I had one, in my twenties. I had braces/headgear as a child to move my lower jaw forward. It was not successful and my jaw moved back, which is why I got the Herbst later. So far, so good, my jaw has stayed in the proper place for 10 years now.

It is painful in the initial stages, when the palate is widening, but not so bad after that. There are some foods that are really hard to eat with it; for instance, spaghetti can get tangled in it in an uncomfortable way. If you yawn too wide, the top and bottom become disengaged and you have to put them back together.

But you get used to it, and it does work.


----------



## nextcommercial (Nov 8, 2005)

Poor kid. My daughter had that, and the spreader. (at the same time) It wasn't fun, but she got used to it within a week. It is hard to eat. It's hard to talk right, and it's hard to play a wind instrument. But, she shouldn't have to wear it for the entire time she has braces. I can't remember how long my daughter had it... but, it was less than a year. (Her teeth and jaw were really bad)

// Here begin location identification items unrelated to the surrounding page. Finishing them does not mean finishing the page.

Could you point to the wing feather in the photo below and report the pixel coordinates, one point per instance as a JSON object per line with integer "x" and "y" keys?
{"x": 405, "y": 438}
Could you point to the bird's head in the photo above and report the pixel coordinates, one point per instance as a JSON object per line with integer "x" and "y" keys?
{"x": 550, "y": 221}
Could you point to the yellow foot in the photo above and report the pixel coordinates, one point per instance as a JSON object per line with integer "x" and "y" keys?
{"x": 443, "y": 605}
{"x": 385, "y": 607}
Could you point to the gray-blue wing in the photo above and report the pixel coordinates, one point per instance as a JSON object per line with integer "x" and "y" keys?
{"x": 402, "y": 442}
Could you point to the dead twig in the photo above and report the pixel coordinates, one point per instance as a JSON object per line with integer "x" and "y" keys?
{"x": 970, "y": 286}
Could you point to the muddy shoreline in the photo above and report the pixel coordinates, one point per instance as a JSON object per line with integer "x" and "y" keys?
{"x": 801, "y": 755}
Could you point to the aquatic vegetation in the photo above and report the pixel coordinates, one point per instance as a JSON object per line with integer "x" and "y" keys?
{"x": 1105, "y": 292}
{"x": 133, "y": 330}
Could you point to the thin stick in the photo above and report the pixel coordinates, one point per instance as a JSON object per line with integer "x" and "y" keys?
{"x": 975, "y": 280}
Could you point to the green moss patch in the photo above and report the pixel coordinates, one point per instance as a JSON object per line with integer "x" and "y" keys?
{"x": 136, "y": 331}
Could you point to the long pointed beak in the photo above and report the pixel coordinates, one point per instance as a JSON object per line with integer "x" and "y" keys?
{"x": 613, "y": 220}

It did an AMAZING job though. It was noticable very quickly, and I was so happy with the results.

For the first week, smoothies are your best friend. She will learn to tear off her food, like bread and eat it with her fingers. (not as weird as it sounds) But, taking big bites out of a hamburger or anything is probably not in her near future.

Still, it's really worth all the hassle.


----------



## pink gal (Feb 27, 2008)

My DD has had hers for about 6 months now. It was uncomfortable when she first got it, but she was able to adjust to it pretty quickly. It cam look very intimidating at first. ONe of my friends actually came up to me after seeing her and said "what is that torture device in your daughter's mouth" only half joking!

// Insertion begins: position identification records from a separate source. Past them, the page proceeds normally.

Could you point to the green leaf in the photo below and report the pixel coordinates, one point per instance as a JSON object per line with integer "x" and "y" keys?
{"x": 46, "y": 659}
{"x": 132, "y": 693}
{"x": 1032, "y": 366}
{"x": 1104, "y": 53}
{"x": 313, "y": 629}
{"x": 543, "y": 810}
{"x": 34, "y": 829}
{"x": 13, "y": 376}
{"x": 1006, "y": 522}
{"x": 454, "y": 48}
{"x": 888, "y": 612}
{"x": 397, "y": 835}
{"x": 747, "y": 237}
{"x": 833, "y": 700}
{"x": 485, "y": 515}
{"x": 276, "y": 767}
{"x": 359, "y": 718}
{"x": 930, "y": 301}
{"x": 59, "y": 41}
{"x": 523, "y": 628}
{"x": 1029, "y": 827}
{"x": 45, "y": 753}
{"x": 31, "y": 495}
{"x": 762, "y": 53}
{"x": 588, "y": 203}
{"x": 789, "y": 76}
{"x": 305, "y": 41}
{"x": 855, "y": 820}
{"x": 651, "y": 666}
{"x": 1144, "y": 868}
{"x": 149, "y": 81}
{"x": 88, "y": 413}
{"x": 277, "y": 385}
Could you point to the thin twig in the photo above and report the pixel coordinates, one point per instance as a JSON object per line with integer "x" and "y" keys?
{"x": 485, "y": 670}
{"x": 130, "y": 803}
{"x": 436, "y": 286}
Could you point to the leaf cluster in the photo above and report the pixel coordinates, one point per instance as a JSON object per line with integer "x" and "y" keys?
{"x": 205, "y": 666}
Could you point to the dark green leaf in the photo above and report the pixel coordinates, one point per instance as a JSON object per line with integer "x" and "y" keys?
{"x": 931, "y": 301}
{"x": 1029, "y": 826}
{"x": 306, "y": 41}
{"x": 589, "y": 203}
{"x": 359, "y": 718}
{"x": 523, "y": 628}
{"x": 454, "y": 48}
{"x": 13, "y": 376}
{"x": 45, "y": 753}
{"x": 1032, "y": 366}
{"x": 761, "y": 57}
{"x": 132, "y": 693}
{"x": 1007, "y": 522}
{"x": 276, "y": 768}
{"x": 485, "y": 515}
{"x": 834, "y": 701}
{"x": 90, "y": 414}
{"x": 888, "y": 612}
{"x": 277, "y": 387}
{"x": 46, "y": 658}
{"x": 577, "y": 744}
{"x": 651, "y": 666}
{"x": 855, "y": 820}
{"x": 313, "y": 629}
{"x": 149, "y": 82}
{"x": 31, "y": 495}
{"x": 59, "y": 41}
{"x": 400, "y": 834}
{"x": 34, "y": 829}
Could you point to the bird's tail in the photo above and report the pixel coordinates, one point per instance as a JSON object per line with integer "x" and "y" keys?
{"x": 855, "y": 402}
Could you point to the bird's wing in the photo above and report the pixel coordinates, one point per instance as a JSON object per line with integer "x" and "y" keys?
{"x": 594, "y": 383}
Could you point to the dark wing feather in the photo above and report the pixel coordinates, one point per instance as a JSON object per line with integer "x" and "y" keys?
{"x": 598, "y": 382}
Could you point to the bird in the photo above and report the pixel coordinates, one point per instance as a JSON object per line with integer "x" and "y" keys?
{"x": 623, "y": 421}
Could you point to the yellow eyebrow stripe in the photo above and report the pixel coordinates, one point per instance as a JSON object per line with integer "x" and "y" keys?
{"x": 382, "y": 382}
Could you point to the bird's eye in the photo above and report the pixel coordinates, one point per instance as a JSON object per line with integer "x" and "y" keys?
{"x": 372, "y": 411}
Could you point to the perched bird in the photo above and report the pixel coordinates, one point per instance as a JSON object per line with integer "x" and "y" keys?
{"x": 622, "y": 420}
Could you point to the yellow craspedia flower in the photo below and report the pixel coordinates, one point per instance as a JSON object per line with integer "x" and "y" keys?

The palate expander was more painful for her than the herbst. She had a pretty significant over bite and it is amazing to me how much htat has corrected in just 6 months.

She has had a couple of times when she was singing that it came unhooked or whatever it does, not sure of the correct term. She was able to put it back together pretty easily.

Good luck and hopefully she will be so happy with the results it will be well worth it!


----------



## manchestermafia (Aug 24, 2009)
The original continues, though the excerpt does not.